Phosphatidylethanolamine is the donor of the phosphorylethanolamine linked to the 1,4-linked mannose of yeast GPI structures

Abstract
Glycosylphosphatidylinositol (GPI)anchors of all species contain the core structure protein-CO-NH-(CH2)2-PO4-Manα1–2Manα1–6Manα1–4GlcNα1–6inositol-PO4-lipid. In recent studies in yeast it was found that gpi10-1 mutants accumulate M2, an abnormal intermediate having the structure Manα1–6[NH2-(CH2)2-PO4→]Manα1–4GlcNα1–6(acyl→)inositol-PO4-lipid. It thus was realized that yeast GPI lipids, as their mammalian counterparts, contain an additional phosphorylethanolamine side chain on the α1,4-linked mannose. The biosynthetic origin of this phosphorylethanolamine group was investigated using gpi10-1 Δept1 Δcpt1, a strain which is unable to synthesize phosphatidylethanolamine by transferring phosphorylethanolamine from CDP-ethanolamine onto diacylglycerol, but which still can make phosphatidylethanolamine by decarboxylation of phosphatidylserine.

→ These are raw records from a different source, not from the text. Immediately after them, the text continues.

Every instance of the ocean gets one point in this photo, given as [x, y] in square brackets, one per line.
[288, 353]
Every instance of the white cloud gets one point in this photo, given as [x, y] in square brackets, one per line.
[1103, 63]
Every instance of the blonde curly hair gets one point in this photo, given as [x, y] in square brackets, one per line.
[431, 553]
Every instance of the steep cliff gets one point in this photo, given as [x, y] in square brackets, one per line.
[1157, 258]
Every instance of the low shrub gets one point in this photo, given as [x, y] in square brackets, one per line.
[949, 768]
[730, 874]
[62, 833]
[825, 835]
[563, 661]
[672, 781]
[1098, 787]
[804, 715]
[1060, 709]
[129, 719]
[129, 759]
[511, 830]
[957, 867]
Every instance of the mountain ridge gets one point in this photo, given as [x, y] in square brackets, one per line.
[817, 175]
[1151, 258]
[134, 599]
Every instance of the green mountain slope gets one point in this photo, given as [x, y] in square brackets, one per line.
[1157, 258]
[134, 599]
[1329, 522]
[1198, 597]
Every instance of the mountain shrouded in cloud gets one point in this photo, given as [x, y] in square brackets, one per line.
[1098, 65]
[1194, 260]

Gpi10-1 Δept1 Δcpt1 triple mutants are unable to incorporate [3H]ethanolamine into M2 although metabolic labeling with [3H]inositol demonstrates that they make as much M2 as gpi10-1. In contrast, when labeled with [3H]serine, the triple mutant incorporates more label into M2 than gpi10-1. This result establishes that the phosphorylethanolamine group on the α1,4-linked mannose is derived from phosphatidylethanolamine and not from CDP-ethanolamine.